Desde la CTA Tucumán, el secretario general, Salvador Agliano, con otra óptica sobre el movimiento obrero actual, apela a democratizar el sindicalismo. Para ello, dice, es necesario profundizar la democracia y la libertad sindical para habilitar la elección directa de los dirigentes de las organizaciones de segundo y tercer grado con el voto libre y secreto de los trabajadores, propiciar una modificación de la Ley 23551 de Asociaciones Sindicales y acatar las recomendaciones de la OIT, tratados internacionales, las resoluciones de la Corte Suprema de Justicia y cumplimentar lo que estipula el artículo 14bis de La Constitución Nacional.

En diálogo con LA GACETA, Agliano traza su propio mapa sobre el sindicalismo de las tres últimas décadas en la Argentina. Recuerda que en los ’90 Carlos Menem, para poner en marcha su proyecto privatizador, propició la ruptura de la CGT Azopardo que conducía Saúl Ubaldini. "De la mano de Luis Barrionuevo y los ’gordos’ conformaron la CGT San Martín, que acompañó el proceso neoliberal que provocó la devastación del Estado de Bienestar.

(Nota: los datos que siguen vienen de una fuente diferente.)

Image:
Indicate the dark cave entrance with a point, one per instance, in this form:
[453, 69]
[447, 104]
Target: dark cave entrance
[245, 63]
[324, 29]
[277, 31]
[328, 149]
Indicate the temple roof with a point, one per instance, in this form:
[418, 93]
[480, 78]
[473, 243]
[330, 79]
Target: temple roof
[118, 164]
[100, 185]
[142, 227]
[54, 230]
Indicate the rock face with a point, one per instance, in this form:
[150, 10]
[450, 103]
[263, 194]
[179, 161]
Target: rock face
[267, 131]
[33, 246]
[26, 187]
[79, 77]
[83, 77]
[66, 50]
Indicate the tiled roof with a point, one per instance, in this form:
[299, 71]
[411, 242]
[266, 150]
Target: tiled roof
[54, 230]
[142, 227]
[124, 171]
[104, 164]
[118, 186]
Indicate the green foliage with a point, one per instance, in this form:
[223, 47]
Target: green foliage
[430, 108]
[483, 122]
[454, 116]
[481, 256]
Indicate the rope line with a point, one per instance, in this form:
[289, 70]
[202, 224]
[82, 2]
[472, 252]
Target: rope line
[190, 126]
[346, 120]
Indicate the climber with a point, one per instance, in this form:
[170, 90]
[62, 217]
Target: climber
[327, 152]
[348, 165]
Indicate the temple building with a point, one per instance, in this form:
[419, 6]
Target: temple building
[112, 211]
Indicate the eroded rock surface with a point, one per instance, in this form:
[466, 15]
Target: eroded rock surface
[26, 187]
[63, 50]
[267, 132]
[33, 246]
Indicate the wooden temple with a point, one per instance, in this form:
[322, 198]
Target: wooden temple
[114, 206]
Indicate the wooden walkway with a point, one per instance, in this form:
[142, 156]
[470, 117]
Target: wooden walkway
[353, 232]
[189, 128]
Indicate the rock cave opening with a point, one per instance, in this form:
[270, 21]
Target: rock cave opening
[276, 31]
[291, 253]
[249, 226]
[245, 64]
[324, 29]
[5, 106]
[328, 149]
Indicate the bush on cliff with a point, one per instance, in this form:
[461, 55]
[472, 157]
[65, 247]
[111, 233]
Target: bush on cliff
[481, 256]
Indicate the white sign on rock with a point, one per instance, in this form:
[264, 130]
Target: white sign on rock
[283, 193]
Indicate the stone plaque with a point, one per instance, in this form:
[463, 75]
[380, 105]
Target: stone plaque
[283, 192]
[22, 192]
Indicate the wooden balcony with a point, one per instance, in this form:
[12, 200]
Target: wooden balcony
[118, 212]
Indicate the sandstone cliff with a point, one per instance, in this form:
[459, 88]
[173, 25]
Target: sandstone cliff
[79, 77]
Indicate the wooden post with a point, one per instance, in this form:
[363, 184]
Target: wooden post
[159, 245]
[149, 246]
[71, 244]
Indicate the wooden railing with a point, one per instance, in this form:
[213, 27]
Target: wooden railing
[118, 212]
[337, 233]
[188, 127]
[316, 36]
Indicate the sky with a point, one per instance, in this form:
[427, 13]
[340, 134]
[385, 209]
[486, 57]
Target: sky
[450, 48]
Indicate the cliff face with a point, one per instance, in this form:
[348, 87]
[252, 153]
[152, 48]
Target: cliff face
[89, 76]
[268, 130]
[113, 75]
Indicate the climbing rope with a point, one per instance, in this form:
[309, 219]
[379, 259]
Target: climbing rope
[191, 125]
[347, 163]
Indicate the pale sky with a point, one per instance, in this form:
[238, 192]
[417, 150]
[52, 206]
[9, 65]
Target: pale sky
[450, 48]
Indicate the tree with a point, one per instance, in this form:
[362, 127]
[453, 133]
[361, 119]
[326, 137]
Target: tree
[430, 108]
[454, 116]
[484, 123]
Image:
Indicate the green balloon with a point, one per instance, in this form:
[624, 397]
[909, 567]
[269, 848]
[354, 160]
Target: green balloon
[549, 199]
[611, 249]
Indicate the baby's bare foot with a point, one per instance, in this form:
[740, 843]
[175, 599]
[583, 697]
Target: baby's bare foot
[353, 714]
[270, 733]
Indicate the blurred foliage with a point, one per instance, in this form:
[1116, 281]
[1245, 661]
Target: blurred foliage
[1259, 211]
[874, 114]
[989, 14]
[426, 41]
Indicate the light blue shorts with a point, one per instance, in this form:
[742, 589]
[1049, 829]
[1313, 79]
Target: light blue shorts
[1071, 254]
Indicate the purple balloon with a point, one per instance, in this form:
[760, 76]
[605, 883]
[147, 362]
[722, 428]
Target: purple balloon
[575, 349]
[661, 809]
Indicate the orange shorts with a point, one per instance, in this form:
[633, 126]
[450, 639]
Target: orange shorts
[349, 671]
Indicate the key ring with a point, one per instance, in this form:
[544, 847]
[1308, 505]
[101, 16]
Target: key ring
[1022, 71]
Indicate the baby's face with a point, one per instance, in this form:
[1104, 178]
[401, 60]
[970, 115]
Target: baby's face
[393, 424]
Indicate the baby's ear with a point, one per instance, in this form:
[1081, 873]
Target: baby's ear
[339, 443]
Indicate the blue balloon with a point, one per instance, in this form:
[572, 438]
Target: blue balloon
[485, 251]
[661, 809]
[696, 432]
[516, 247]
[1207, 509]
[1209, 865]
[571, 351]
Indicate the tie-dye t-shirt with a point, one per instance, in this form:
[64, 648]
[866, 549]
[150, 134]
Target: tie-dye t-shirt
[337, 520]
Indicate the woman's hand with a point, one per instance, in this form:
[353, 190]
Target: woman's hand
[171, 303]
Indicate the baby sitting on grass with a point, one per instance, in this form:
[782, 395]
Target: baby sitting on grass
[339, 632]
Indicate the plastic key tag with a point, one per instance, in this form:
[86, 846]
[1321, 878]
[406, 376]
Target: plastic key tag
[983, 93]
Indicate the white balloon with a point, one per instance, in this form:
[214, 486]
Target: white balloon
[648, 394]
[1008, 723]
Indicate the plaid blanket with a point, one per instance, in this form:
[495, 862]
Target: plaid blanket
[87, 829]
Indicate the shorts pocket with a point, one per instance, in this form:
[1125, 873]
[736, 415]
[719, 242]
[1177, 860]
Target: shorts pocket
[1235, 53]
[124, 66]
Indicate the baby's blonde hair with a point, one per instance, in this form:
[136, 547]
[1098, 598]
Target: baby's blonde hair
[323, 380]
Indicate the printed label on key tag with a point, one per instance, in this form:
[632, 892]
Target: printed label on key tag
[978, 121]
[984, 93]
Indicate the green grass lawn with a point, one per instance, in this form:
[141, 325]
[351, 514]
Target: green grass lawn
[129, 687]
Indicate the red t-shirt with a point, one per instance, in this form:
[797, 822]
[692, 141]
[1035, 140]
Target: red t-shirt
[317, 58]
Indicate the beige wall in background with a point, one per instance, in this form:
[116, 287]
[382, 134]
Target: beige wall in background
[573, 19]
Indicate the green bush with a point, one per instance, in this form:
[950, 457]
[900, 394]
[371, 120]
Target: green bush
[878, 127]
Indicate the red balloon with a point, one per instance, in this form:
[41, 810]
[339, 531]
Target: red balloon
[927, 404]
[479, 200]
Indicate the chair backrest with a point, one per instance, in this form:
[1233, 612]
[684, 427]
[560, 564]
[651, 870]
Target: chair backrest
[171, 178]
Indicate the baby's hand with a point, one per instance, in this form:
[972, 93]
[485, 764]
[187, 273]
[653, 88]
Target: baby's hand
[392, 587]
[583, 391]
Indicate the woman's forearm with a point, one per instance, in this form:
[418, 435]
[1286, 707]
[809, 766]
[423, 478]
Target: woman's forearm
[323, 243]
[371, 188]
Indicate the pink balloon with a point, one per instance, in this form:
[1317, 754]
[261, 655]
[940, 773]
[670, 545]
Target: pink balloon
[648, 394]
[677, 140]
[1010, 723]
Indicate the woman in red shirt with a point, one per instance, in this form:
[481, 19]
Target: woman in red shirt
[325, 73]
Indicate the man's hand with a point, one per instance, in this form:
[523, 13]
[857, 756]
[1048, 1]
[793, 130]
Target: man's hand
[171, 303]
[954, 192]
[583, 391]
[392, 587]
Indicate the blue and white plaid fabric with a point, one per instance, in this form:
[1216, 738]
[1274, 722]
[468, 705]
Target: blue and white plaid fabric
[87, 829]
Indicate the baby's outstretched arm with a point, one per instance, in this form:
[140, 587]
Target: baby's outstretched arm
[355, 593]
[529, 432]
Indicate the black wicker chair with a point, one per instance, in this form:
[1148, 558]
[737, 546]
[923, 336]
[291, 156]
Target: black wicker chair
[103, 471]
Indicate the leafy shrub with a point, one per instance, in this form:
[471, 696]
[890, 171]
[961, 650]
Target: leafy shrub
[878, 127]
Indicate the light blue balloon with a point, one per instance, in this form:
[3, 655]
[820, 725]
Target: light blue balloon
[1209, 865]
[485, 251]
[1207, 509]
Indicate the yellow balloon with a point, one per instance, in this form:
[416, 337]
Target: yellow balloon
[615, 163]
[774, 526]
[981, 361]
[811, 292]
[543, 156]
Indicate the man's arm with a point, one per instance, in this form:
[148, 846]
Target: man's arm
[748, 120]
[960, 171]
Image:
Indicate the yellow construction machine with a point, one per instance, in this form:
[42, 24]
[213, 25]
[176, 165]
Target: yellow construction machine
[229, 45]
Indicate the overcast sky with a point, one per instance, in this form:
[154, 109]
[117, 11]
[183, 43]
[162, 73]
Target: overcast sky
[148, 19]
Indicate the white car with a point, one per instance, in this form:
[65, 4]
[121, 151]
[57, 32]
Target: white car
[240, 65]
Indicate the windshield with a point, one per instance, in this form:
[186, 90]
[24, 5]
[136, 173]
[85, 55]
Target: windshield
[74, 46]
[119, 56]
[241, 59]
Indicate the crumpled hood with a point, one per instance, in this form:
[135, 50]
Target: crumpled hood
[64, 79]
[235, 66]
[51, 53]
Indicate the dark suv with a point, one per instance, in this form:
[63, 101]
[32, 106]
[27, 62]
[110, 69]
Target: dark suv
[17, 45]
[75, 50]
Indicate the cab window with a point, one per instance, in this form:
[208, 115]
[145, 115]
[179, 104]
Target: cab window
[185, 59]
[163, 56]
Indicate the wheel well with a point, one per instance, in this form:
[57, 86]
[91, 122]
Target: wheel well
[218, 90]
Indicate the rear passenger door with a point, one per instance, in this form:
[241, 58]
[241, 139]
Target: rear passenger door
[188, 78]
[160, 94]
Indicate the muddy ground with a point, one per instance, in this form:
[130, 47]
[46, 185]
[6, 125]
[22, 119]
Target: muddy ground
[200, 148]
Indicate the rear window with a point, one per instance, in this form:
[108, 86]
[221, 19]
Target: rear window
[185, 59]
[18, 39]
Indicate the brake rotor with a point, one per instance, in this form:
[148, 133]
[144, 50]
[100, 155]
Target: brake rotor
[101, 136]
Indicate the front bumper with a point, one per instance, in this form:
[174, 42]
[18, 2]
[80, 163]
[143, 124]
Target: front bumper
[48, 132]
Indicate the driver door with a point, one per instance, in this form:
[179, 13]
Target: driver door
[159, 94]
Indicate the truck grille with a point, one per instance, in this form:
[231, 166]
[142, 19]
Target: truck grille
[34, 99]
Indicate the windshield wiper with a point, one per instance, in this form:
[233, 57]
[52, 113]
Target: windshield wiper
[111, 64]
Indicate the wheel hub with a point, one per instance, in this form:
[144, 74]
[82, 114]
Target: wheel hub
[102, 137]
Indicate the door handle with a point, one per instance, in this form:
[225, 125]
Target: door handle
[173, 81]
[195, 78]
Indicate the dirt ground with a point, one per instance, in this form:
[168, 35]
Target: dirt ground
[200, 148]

En el 2001 coexistían - por un lado- con algunas coincidencias- el MTA, sector crítico de la CGT, conducido por Hugo Moyano. y la CTA, nueva central sindical independiente liderada por Víctor De Gennaro. Como contracara y acompañando la gestión del gobierno, nuevamente ’los gordos’ tomaban esa posta para seguir respaldando el modelo encabezado por De la Rúa y Cavallo. Actualmente, la CTA ratifica el rumbo fijado desde su constitución en 1992, propicia la unidad en acción para hacer frente al ajuste con la CGT de Moyano y con todos los sectores del campo popular, mientras ’los gordos’ siguen fieles a su postura oportunista", grafica Agliano.